Le drame de l’information : Léa Salamé présente ses excuses après une confusion tragique
Ce lundi 13 octobre 2025, le journalisme a connu un moment difficile avec une bourde marquante lors des éditions de 13h et 20h sur France Télévisions. Léa Salamé s’est trompée en rendant hommage à Dominique Bernard, enseignant assassiné dans un lycée d’Arras, confondant son histoire avec celle de Samuel Paty. Cette erreur a suscité la colère du collectif les Stylos Rouges qui défend les droits des enseignants.
Une mémoire troublée
Dans un élan sincère, Léa Salamé souhaitait rendre hommage à Dominique Bernard, tué par un ancien élève radicalisé il y a deux ans jour pour jour. « L’hommage » organisé à Arras faisait écho à cette tragédie insupportable marquée par la violence et l’injustice. Cependant, dans sa présentation, elle a fait référence à des circonstances erronées : « assassiné il y a deux ans jour pour jour dans une attaque terroriste par un élève radicalisé ».

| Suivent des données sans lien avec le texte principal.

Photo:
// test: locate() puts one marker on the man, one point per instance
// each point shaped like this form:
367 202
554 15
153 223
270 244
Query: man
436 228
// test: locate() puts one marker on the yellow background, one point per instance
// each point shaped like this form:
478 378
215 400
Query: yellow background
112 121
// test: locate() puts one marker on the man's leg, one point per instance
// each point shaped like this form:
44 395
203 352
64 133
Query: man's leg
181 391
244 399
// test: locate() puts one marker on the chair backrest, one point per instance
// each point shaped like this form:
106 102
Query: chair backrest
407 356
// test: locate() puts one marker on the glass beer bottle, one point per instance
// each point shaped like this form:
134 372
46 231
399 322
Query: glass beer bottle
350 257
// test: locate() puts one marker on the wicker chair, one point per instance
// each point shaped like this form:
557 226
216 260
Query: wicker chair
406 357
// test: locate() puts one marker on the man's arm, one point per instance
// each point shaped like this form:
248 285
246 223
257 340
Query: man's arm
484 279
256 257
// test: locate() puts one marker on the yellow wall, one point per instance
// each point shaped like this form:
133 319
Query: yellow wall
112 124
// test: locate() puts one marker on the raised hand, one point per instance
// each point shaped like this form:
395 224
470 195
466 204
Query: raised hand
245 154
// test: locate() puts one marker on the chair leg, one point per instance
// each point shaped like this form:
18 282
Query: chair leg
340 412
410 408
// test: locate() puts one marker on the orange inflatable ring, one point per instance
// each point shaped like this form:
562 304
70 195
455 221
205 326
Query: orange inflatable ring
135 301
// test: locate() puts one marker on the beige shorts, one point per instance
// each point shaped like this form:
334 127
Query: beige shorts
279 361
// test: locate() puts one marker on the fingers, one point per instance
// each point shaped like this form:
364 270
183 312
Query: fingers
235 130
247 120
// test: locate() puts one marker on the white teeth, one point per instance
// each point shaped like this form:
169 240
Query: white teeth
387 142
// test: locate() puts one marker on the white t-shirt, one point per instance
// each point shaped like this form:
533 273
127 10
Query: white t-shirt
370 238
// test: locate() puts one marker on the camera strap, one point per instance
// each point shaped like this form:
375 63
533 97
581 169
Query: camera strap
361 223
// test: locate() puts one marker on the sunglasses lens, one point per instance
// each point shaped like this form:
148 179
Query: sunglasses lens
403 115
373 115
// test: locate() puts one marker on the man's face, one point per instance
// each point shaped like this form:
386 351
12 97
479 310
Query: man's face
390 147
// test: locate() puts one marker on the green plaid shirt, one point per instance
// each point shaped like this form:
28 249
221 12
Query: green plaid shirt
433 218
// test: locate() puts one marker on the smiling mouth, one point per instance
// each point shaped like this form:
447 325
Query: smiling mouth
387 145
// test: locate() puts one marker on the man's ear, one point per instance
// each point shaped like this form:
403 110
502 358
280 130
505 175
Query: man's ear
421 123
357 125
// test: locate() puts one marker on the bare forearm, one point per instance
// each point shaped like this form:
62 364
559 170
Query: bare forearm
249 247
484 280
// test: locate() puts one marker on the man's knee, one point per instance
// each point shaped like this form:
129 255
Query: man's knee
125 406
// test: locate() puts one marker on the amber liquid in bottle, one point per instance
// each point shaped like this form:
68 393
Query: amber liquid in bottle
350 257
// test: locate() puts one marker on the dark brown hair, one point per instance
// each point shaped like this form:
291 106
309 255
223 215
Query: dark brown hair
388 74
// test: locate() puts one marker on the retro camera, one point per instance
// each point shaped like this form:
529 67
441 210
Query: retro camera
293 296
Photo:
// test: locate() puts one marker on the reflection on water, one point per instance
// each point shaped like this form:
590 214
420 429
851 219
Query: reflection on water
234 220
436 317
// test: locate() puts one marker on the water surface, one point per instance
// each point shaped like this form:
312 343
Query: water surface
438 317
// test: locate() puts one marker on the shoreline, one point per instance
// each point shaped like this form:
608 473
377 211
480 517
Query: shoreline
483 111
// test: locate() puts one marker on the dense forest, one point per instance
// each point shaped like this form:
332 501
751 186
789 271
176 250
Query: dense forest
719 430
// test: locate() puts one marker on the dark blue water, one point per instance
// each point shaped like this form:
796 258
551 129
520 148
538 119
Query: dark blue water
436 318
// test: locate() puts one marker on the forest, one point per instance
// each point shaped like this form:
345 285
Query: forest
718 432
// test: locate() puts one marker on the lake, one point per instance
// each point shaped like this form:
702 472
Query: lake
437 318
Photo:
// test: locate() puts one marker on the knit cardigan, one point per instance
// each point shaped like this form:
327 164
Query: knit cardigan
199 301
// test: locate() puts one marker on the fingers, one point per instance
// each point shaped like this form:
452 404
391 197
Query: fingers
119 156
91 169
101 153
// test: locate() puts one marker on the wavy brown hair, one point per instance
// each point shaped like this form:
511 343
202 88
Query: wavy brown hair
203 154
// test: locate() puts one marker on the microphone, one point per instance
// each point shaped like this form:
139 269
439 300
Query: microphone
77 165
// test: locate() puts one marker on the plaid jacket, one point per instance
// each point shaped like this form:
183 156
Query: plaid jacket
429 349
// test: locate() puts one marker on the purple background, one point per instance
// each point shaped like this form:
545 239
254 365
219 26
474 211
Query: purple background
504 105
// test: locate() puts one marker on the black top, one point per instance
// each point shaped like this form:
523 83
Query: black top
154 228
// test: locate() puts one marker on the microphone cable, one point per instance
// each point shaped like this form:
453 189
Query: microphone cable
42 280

C’est là que le malentendu s’est installé : elle a associé Dominique Bernard aux caricatures de Charlie Hebdoalors qu’il s’agissait en réalité de Samuel Paty qui avait montré ces dessins controversés à ses élèves quelques années auparavant. Ce dernier avait été tué pour avoir abordé ce sujet sensible.
Des excuses publiques
Face à cette situation délicate, Léa Salamé n’a pas tardé à reconnaître son erreur. Sur son compte X elle écrit : « Une erreur a été commise hier à 13h et reprise à 20h lors de notre hommage à Dominique Bernard. Il n’a pas été assassiné après avoir montré des caricatures. » Elle concluait en présentant ses excuses au nom de France Télévisions et annonçait qu’un erratum serait diffusé.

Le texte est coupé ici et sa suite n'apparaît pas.